[Date Prev][Date Next][Thread Prev][Thread Next][Date Index][Thread Index]

RE: text/xhtml+xml vs. application/xhtml+xml

Rather than trying to channel what the authors of RFC 2046 were thinking, it
seems like we should just ask them.  Specifically, Ned Freed and has been
instrumental in framing the issues we discuss in
<http://www.imc.org/draft-murata-xml>, is (I believe) the IESG member
presenting the draft, and also co-authored RFC 2046.

Ned, my understanding is that text/html is seen in retrospect as problematic
and has led to some of the user unhappiness with MIME, by presenting
information to users that they are unlikely to be able to deal with.  The
referenced paragraph in the draft was meant to capture some of the
discussion on the ietf-xml-mime@xxxxxxx list, though I am on too slow a
modem to find the references.  I suspect that the distinction of application
versus text comes down to whether you expect most users to be like us (who
can heuristically recognize HTML, save to a file with the right file
extension, and then open in a browser) versus my mother, who just gets
annoyed with all of the cruft and gives up.

At the end of the day, I would evaluate based on failure scenarios.  I think
people would rather see an attachment than the source text, and are more
likely to be able to recover from the former.
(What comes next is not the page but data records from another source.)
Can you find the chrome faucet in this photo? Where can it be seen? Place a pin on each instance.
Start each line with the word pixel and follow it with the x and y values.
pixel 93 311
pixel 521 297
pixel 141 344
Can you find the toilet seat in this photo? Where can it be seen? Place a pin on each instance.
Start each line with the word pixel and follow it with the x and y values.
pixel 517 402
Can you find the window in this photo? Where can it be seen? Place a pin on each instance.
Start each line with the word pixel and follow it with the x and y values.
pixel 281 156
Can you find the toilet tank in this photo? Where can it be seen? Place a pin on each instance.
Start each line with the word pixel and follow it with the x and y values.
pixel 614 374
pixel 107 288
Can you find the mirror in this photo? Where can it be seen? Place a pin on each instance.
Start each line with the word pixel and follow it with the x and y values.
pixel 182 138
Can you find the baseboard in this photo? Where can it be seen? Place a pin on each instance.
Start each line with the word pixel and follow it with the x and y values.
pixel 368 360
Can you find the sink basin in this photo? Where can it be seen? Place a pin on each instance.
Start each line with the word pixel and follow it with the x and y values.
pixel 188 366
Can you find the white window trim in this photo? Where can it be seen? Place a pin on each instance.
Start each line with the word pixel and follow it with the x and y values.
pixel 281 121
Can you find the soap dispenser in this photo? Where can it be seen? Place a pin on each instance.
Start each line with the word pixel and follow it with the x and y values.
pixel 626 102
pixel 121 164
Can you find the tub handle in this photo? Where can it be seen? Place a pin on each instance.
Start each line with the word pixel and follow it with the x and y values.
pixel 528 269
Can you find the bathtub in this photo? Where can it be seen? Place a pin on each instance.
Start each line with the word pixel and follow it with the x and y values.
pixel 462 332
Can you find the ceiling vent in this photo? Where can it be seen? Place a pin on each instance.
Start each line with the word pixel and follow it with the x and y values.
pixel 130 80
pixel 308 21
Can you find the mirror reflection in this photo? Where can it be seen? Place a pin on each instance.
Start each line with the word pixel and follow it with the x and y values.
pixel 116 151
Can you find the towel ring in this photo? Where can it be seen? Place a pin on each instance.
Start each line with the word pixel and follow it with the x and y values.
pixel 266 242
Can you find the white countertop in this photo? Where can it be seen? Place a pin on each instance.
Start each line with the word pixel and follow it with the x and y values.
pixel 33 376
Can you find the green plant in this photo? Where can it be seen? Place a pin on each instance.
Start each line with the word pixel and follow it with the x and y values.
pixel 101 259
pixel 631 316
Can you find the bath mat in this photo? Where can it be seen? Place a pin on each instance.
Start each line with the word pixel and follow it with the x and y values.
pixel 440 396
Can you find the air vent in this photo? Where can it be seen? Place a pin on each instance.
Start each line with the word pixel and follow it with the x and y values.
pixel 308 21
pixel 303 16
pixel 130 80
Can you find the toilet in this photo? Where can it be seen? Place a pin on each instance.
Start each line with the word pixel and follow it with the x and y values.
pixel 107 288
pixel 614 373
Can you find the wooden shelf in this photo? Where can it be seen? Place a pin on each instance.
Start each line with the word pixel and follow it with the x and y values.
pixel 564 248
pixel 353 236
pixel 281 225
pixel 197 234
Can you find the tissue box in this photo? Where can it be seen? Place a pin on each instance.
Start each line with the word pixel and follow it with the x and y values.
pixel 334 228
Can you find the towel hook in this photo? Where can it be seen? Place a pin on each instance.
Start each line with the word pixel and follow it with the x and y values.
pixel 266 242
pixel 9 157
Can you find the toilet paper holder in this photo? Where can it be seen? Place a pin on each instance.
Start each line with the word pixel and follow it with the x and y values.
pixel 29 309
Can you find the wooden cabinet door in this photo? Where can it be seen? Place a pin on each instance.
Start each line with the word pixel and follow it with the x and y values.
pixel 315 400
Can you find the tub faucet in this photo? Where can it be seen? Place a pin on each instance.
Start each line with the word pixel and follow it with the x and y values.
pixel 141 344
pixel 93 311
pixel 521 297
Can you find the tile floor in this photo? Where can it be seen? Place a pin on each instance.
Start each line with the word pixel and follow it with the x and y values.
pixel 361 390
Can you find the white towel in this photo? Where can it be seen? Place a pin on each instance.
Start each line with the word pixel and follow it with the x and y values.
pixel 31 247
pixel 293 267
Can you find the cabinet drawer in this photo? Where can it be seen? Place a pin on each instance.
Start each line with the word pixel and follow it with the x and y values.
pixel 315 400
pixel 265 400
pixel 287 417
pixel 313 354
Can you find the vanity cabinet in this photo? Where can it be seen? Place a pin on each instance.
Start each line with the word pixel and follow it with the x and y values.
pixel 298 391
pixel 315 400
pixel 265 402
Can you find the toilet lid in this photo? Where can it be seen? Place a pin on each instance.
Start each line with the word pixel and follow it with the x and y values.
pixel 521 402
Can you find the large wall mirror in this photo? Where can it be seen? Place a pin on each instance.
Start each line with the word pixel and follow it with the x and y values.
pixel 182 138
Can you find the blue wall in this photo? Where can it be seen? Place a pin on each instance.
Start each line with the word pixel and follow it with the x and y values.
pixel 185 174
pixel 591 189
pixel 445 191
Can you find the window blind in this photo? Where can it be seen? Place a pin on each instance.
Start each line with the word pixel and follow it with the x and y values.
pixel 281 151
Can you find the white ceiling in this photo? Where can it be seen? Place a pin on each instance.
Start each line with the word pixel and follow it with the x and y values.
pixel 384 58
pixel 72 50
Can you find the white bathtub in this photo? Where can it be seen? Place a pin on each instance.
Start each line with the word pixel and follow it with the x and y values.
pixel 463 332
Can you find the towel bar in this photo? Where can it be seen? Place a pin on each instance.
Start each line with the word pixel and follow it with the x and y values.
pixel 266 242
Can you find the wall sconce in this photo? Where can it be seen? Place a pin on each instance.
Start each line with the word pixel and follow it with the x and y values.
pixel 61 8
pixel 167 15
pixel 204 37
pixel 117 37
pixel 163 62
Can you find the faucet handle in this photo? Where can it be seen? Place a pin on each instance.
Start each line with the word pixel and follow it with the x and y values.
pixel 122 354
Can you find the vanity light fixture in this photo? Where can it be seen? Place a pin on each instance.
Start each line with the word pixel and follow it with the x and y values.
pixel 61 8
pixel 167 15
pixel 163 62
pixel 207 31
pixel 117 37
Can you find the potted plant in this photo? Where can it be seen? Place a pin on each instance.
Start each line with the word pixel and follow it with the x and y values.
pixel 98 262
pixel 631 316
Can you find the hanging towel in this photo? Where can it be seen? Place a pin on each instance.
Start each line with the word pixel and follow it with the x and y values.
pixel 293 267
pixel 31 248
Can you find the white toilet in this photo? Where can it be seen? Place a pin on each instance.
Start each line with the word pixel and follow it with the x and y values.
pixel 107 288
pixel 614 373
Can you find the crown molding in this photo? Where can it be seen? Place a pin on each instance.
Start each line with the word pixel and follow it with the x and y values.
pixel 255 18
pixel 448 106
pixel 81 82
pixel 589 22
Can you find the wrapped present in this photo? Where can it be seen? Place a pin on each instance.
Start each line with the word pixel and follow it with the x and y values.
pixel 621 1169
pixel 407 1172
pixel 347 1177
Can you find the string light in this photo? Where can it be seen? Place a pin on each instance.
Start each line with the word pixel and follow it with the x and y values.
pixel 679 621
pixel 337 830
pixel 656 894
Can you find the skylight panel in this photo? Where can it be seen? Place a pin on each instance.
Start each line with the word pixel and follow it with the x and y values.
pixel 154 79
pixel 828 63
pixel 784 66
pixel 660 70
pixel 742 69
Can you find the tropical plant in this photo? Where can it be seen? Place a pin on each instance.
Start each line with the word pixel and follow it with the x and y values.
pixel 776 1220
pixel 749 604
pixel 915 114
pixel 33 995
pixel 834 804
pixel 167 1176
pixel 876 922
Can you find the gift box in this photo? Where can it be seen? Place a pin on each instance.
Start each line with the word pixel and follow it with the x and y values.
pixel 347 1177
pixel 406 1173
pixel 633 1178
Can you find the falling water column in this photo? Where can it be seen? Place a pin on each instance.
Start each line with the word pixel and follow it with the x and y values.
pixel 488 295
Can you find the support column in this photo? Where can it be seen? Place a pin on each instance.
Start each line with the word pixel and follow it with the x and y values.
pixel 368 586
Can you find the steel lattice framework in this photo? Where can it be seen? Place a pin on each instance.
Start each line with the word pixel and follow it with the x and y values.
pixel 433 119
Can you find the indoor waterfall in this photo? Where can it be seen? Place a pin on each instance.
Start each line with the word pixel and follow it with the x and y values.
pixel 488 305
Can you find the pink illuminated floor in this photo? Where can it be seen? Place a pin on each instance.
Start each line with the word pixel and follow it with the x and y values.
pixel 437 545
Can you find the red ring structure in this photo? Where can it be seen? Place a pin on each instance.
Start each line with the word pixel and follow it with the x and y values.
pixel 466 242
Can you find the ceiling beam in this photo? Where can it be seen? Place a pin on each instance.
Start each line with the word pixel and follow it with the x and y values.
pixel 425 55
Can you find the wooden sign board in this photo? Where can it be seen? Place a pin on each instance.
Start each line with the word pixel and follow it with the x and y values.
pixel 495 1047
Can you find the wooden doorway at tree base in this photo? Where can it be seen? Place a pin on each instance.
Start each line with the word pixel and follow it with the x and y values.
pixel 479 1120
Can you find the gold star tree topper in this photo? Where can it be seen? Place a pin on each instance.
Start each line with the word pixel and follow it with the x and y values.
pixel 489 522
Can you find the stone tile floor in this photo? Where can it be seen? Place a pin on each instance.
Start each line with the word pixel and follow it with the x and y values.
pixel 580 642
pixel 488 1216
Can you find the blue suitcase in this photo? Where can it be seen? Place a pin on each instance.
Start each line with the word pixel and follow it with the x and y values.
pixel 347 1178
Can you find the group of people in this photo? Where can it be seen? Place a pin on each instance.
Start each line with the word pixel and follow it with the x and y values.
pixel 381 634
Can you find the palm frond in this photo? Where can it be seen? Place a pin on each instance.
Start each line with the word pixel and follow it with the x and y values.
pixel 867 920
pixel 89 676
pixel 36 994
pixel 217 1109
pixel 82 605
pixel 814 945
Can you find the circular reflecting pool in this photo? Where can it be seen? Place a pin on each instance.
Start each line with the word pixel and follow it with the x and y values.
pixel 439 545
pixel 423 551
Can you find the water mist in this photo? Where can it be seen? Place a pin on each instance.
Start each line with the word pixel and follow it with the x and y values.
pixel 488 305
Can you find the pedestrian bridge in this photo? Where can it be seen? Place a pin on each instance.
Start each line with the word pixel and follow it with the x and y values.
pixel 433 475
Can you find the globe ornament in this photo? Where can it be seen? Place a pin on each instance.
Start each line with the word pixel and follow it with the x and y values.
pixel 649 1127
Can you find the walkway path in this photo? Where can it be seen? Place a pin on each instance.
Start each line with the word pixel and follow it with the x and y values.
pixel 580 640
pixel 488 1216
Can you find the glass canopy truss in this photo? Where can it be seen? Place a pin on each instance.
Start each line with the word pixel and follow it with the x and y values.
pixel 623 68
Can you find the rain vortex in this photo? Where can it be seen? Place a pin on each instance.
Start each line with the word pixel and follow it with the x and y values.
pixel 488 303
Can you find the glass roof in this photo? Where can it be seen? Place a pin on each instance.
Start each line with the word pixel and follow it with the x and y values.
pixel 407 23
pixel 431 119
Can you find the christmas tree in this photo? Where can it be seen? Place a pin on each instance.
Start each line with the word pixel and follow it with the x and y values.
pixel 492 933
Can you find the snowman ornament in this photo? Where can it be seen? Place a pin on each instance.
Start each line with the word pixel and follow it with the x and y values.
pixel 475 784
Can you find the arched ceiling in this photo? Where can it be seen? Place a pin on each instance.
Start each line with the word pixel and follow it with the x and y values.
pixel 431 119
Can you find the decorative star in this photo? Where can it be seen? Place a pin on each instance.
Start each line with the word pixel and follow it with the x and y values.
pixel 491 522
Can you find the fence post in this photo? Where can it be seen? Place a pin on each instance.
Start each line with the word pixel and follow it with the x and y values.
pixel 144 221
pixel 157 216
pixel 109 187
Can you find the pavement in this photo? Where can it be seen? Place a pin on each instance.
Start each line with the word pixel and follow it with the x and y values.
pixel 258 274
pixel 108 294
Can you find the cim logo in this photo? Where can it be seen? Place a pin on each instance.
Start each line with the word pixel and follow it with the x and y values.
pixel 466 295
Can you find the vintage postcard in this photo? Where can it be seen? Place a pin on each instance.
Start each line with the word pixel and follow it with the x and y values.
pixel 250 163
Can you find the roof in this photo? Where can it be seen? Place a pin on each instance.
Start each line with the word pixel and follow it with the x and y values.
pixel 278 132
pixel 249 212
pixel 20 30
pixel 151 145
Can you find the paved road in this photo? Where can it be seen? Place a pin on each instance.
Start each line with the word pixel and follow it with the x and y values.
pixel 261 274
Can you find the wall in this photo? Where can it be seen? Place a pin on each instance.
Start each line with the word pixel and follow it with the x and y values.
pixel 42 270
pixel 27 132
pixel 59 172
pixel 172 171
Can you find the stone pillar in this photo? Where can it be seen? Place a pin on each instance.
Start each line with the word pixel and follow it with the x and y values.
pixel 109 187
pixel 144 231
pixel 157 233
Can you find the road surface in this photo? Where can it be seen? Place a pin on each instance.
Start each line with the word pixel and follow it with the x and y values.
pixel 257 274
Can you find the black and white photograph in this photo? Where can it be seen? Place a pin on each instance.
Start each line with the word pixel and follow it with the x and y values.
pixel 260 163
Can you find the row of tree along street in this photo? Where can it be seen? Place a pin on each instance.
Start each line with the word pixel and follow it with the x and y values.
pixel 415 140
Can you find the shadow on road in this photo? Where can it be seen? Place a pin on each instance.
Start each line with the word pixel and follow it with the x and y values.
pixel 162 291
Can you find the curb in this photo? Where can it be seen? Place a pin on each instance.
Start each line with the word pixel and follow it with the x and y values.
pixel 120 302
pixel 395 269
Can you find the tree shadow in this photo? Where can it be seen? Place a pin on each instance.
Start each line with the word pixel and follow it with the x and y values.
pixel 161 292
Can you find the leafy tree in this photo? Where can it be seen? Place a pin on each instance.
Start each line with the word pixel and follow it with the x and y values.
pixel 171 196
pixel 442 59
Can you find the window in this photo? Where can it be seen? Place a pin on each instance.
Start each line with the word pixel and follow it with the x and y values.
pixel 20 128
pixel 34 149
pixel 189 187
In principal, your suggestion of registering both text/xhtml+xml and
application/xhtml+xml could enable the document author to decide based on
the fallback behavior desired.  However, this is unlikely to work as
expected due to the widespread practice of mapping MIME types to file
extensions, which provides insufficient granularity.  Also, if we are having
trouble evaluating the tradeoffs, it seems unlikely that most document
authors would understand the subtlety.  Finally, I also subscribe to section
3.2 of RFC 1958 on Architectural Principles of the Internet, which says, "If
there are several ways of doing the same thing, choose one."

		- dan

P.S.  Mark, I presume you will keep the HTML WG in the loop on this

Dan Kohn <mailto:dan@xxxxxxxxxxx>
<http://www.dankohn.com>  <tel:+1-650-327-2600>

-----Original Message-----
From: Mark Baker [mailto:mark.baker@xxxxxxxxxxxxxx]
Sent: Wednesday, 2000-10-18 11:41
To: Dan Kohn
Cc: xml-mime-types@xxxxxxx
Subject: Re: text/xhtml+xml vs. application/xhtml+xml

(HTML WG BCCd - the new w3.org spam filter makes it impractical to CC

Hi Dan,

Dan Kohn wrote:
> Mark, I would appreciate if the HTML WG could provide a little more
> on their thinking, perhaps by adding to discussion to the eventual XHTML
> MIME registration.
> First, I'm not convinced that text/ is the correct top-level type.
> 3 of <http://www.imc.org/draft-murata-xml> says:
>    If an XML document -- that is, the unprocessed, source XML document
>    -- is readable by casual users, text/xml is preferable to
>    application/xml. MIME user agents (and web user agents) that do not
>    have explicit support for text/xml will treat it as text/plain, for
>    example, by displaying the XML entity as plain text. Application/xml
>    is preferable when the XML MIME entity is unreadable by casual
>    users. Similarly, text/xml-external-parsed-entity is preferable when
>    an external parsed entity is readable by casual users, but
>    application/xml-external-parsed-entity is preferable when a plain
>    text display is inappropriate.
>       NOTE: Users are in general not used to text containing tags such
>       as <price>, and often find such tags quite disorienting or
>       annoying. If one is not sure, the conservative principle would
>       suggest using application/* instead of text/* so as not to put
>       information in front of users that they will quite likely not
>       understand.

That's interesting.  I guess I hadn't read that section.  Are you
attempting to update RFC 2046 on this subject?

>From RFC 2046, Sec 4.1;

"Beyond plain text, there are many formats for representing what might
be known as "rich text". An interesting characteristic of many such
representations is that they are to some extent readable even without
the software that interprets them. It is useful, then, to distinguish
them, at the highest level, from such unreadable data as images, audio,
or text represented in an unreadable form. In the absence of appropriate
interpretation software, it is reasonable to show subtypes of "text" to
the user, while it is not reasonable to do so with most nontextual data.
Such formatted textual data should be represented using subtypes of

While this doesn't go into as much depth as draft-murata-xml does, the
HTML WG believes, despite the DOCTYPE/xmlns/HTML-header preamble, that
the bulk (i.e. body) of most XHTML documents will useful, to "some
extent" (per above), to casual users.

> It seems like application/* is thus the safer bet.  Moreover, section 2.11
> of <http://www.w3.org/TR/REC-xml> already standardizes end-of-line
> so the canonicalization of line endings that text/* supports does not seem
> necessary.

True.  That's a small point against text/* handling.  But we feel that
the text/plain fallback is more valuable.

Something we did consider, that we didn't really come to concensus on
(AFAIK) at this morning's call was the possibility of registering both
application/xhtml+xml and text/xhtml+xml, and letting server admins
decide which one wins (or if both are useful).  Any thoughts about that?

> Also, I would like to see some detailed discussion of when to use
> application/xhtml+xml and when to use text/html.  This seems like an
> compatibility challenge of exceeding subtlety, and may deserve more
> attention than it received in your IRC conversation.

I'll follow that up in a separate message, hopefully soon.

> Thanks in advance for any insight you can provide into your and the WG's
> thinking.

No problem.